Me comentó- dijo con conocimiento-  que en la funeraria esperaron saber de él hasta el último momento. Pero no pudieron escribir en la cinta mortuoria su nombre, porque nadie lo sabía. En el velorio solitario a alguien se le ocurrió poner dos grandes enes doradas que fueron impresas sobre la cinta que adornaba su ataúd como único recordatorio de su lóbrega existencia. Posiblemente se le ocurrió a alguien que quiso guardar de él la buena imagen que surge del silencio de los anacoretas.

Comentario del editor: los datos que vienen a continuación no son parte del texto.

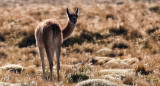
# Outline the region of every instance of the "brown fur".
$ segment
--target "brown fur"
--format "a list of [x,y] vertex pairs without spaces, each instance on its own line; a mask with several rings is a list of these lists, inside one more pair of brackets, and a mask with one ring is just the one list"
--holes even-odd
[[68,38],[73,32],[76,21],[78,8],[75,14],[70,14],[67,8],[69,21],[64,29],[61,28],[59,23],[53,19],[47,19],[40,23],[35,29],[36,44],[38,46],[39,55],[42,61],[43,78],[45,78],[45,63],[44,63],[44,49],[47,54],[50,67],[50,80],[52,81],[53,71],[53,57],[56,52],[57,57],[57,81],[59,82],[59,69],[60,69],[60,52],[63,40]]

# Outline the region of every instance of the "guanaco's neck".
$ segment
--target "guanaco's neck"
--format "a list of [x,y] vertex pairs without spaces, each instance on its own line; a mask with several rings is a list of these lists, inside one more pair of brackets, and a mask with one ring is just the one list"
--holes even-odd
[[68,22],[67,25],[63,29],[63,39],[67,39],[73,32],[76,24]]

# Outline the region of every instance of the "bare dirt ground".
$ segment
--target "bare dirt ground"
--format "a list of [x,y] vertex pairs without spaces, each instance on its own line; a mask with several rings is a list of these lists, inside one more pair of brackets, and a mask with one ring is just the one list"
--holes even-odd
[[66,8],[79,7],[74,33],[63,43],[60,86],[160,86],[158,0],[1,0],[0,86],[56,86],[42,79],[34,29]]

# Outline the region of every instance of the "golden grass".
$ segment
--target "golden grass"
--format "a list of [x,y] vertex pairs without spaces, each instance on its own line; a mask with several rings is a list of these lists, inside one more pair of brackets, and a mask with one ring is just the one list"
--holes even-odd
[[[74,86],[76,83],[69,81],[74,74],[84,74],[90,79],[99,78],[101,76],[99,70],[105,68],[134,69],[137,74],[126,76],[124,84],[138,86],[160,84],[160,15],[157,11],[159,8],[144,3],[79,6],[76,30],[62,47],[60,85]],[[154,7],[159,7],[159,4],[155,4]],[[58,19],[61,25],[65,25],[67,20],[65,8],[49,4],[0,8],[0,66],[5,64],[34,66],[21,74],[0,71],[0,81],[34,83],[38,86],[56,85],[56,58],[54,58],[54,81],[44,81],[41,77],[41,60],[33,37],[37,24],[47,18]],[[19,43],[26,43],[27,46],[20,48]],[[28,45],[29,43],[31,44]],[[103,48],[109,48],[111,52],[97,54],[97,51]],[[119,60],[135,59],[123,67],[120,64],[106,65],[108,60],[105,59],[91,65],[91,59],[98,56],[120,58]],[[47,58],[45,63],[47,78],[49,73]]]

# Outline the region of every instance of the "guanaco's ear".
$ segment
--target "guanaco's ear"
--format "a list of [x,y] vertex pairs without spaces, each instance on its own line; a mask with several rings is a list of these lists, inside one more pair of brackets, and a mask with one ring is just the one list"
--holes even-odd
[[67,11],[67,14],[70,15],[68,8],[66,9],[66,11]]
[[76,15],[78,15],[78,7],[76,8]]

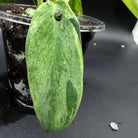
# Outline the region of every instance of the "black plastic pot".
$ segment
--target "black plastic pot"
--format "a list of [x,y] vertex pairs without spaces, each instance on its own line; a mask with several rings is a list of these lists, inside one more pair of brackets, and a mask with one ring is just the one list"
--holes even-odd
[[[31,95],[29,92],[26,61],[25,61],[25,41],[28,28],[31,22],[30,18],[11,15],[1,11],[0,5],[0,23],[3,29],[3,38],[5,53],[7,59],[8,81],[11,89],[10,93],[19,105],[25,108],[33,109]],[[30,7],[30,5],[14,5],[21,7]],[[94,37],[95,32],[103,31],[105,24],[88,16],[76,14],[80,23],[92,21],[93,25],[80,24],[83,54],[85,53],[89,41]]]

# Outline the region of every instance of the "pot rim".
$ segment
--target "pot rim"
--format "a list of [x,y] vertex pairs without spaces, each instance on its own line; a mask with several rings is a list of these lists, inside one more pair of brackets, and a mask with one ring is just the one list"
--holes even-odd
[[[0,5],[7,5],[7,4],[0,4]],[[27,4],[14,4],[16,6],[25,6],[25,7],[36,7],[35,5],[27,5]],[[100,32],[105,30],[105,23],[97,18],[93,18],[90,16],[86,15],[80,15],[80,14],[75,14],[78,19],[82,17],[82,21],[93,21],[96,24],[94,25],[81,25],[80,24],[80,32]],[[14,23],[18,24],[23,24],[23,25],[30,25],[31,23],[31,18],[28,17],[23,17],[23,16],[18,16],[18,15],[12,15],[7,12],[0,11],[0,19],[6,20],[6,21],[11,21]]]

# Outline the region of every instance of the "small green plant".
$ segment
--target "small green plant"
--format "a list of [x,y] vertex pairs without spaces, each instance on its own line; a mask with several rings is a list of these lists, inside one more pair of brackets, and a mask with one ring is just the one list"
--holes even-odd
[[81,0],[37,4],[23,14],[33,16],[25,46],[28,82],[42,127],[57,132],[72,123],[82,98],[83,55],[74,14],[82,13]]

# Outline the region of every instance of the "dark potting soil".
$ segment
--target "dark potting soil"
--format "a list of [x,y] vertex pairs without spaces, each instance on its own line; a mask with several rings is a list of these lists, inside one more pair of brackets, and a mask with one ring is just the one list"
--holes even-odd
[[[0,5],[0,11],[17,16],[21,16],[27,8],[28,7],[26,6],[15,6],[13,4],[6,4],[6,6]],[[17,103],[26,108],[33,109],[25,61],[25,41],[29,26],[6,21],[4,19],[1,19],[1,23],[3,26],[3,37],[11,95],[14,96]],[[89,25],[91,23],[94,24],[94,22],[91,21],[89,22]],[[81,33],[83,53],[88,46],[87,43],[92,39],[93,35],[94,33]]]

- ¿Esta seguro que se trata del mismo caminante?, -preguntó un vecino interesado en la verdad última.


- Si, ese que acaba de pasar con traje de madera  barata de funeraria  es el mismo caminante de impecable figura y rostro inexpresivo. El mismo que los llenó a ustedes de preocupación por el fin de la cultura pensando todos que al morir se llevaría consigo sus conocimientos  para protegerlos de la ignorancia de los otros hombres. Pero miren esto, dijo el relator que tenía en su mano el certificado de defunción.


- ¡No puede ser!, dijeron todos en coro al leer la sentencia médica. “Sordomudo de nacimiento”


- Si, su sabio era simplemente un vulgar sordomudo. Así lo dice la autopsia. Acaban de leer la prueba que no miente, mírenla de cerca, por ello su hombre sabio no podía comunicar a ustedes sus conocimientos- concluyó con ironía mordaz el investigador de pueblo que en ese momento interrumpió el estupor de todos con una vulgar carcajada.


Hubo un murmullo de pena ante la aclaratoria observación. Los pocos allí reunidos guardaron unos escasos segundos de condolencia por el muerto que ya había pasado camino de su última morada, tan mudo como había venido al mundo. Entonces todos creyeron conveniente separarse, pues la verdad era que no se conocían a fondo los unos con los otros y posiblemente nunca jamás volverían a encontrarse para hablar sobre la cultura o la sabiduría porque desde ese momento todos habían perdido interés por tema tan baladí.